If Greenwich Park is not to become The Silent Park in 2012 (or before), the venue for the equestrian events has to be switched to Windsor (say).
Indigo says
Oh, and, Tom, go and find a web site about the Thames Estuary. What relevance is your comment here?
Russell Vallance says
I found Nick Raynsford really helpful when it came to getting EU funds for the redevelopment of Woolwich Arsenal, but his attitude on the equestrian Olympics is, well, a load of horseshit. It is as if he has been replaced by an evil twin.
Tom says
“What relevance is your comment here?”
Plenty, since by attacking him Gilligan is yet again demonstrating his inherent inconsistency – clue: having Gilligan on your side is a flag to the rest of London that you don’t have a case, generally, since he generally picks lost and pointless causes.
andrew gilligan says
Lost causes like the defeat of Ken Livingstone, Tom?
Will says
Nick Raynsford was also one of the few South London Labour MPs who had guts to vote against LHR expansion. Unfortunately, many others didn’t and millions of Londoners will suffer when the expansion eventually goes ahead.
But I agree that Raynsford has lost his marbles with the Olympics and I’m very disappointd that he has resorted to dirty tactics. This makes me question if he is really trying to do the best for his constituents or if he just wants to shine in the front row of the giant stadium (alongside council leaders) in 2012 and chooses to ignore the pain that his moments of glory will cause to ordinary people for years.
P Hill says
I am a great fan of the Equestrain Olympics coming to Greenwich Village, World Heritage site.
Indigo says
@P Hill (Greenwich Holiday Lets), you might want to read what the experts – the European Tour Operators Association, no less – say about the alleged benefits to tourism of hosting an Olympic Games:
“there appears to be little evidence of any benefit to tourism of hosting an Olympic Games, and considerable evidence of damage.”
See the three reports downloadable here
Indigo says
More on this myth.
Christopher Rodrigues, chairman of VisitBritain, admitted in an interview in India’s Economic Times (July 2009) that 2012 Olympics would drive tourists away from London. He said,
“The major impact of the Olympics on tourism in the UK is going to be on other places, because many people tend to avoid the city because of all the Games hype”
See, too, the comment below that article,
“Tom Jenkins, executive director of the ETOA, argued that the tourism benefit of staging the Olympics was something of a myth, saying that the effect of staging a large sports event is to scare regular visitors away from host cities, not just during the events themselves but in the months leading up to them.

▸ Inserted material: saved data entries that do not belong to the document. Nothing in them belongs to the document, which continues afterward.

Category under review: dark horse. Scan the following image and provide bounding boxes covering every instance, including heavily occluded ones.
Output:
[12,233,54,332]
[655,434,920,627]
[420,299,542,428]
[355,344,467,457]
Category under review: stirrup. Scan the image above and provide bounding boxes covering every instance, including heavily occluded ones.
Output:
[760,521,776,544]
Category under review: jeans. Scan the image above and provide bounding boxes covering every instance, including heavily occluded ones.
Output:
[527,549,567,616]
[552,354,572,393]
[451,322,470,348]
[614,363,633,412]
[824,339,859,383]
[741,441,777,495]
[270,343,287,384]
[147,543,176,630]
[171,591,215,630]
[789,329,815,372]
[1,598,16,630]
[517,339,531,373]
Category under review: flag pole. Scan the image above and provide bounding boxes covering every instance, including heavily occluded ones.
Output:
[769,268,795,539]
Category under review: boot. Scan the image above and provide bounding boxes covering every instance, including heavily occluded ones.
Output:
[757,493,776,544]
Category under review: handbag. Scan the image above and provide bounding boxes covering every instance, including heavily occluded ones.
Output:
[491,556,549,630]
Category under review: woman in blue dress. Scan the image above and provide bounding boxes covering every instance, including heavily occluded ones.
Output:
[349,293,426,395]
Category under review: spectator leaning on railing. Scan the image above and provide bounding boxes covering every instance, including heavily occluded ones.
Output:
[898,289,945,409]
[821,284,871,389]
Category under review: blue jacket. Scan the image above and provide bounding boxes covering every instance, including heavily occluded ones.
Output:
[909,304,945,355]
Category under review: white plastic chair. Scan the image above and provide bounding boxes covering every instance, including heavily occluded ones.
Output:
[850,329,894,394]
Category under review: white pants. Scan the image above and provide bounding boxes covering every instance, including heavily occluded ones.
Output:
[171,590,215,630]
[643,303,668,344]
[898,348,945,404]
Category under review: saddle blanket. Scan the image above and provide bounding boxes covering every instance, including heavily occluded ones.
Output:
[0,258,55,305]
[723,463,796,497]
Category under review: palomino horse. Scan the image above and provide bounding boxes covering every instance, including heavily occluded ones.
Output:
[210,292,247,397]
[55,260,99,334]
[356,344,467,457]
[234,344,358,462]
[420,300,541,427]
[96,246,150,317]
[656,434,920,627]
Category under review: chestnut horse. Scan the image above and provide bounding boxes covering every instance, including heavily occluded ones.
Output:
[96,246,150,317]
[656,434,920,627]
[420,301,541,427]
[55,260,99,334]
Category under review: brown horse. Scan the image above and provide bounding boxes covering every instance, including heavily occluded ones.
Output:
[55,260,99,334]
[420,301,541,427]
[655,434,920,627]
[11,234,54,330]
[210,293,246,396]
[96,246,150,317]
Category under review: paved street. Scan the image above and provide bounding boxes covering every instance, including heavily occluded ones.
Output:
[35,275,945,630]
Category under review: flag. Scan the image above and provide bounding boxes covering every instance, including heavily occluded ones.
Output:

‘The principal problem is the impression that everything will be overcrowded and overpriced and this blights a region,’Mr Jenkins said.”
jezza says
I agree with Tom, Andrew is unable to be balanced in his reporting and therefore any campaign suffers from his support. If the market vote had been after the council election do you think you would have had the same result? probably not, so the issue is has the campaign ‘saved’ the market or merely delayed the regeneration.
Michael Goldman says
The ninth paragraph of Andrew’s article makes a distinction between public opinion polling and market research: the techniques are in fact the same. Nevertheless the survey, though carried out by Nielsen – a well known research company – was clearly biassed. Before making a formal complaint to the Market Research Society I asked LOCOG for a copy of the actual questionnaire so as to have the full picture but the Community Consultation Manager has told me “that it is not LOCOG policy to release research questionnaires to 3rd parties”. What do they have to hide?
So the complaint will be made on the basis of the summary which appears in Appendix 18 of section 3.27 of the Planning Application.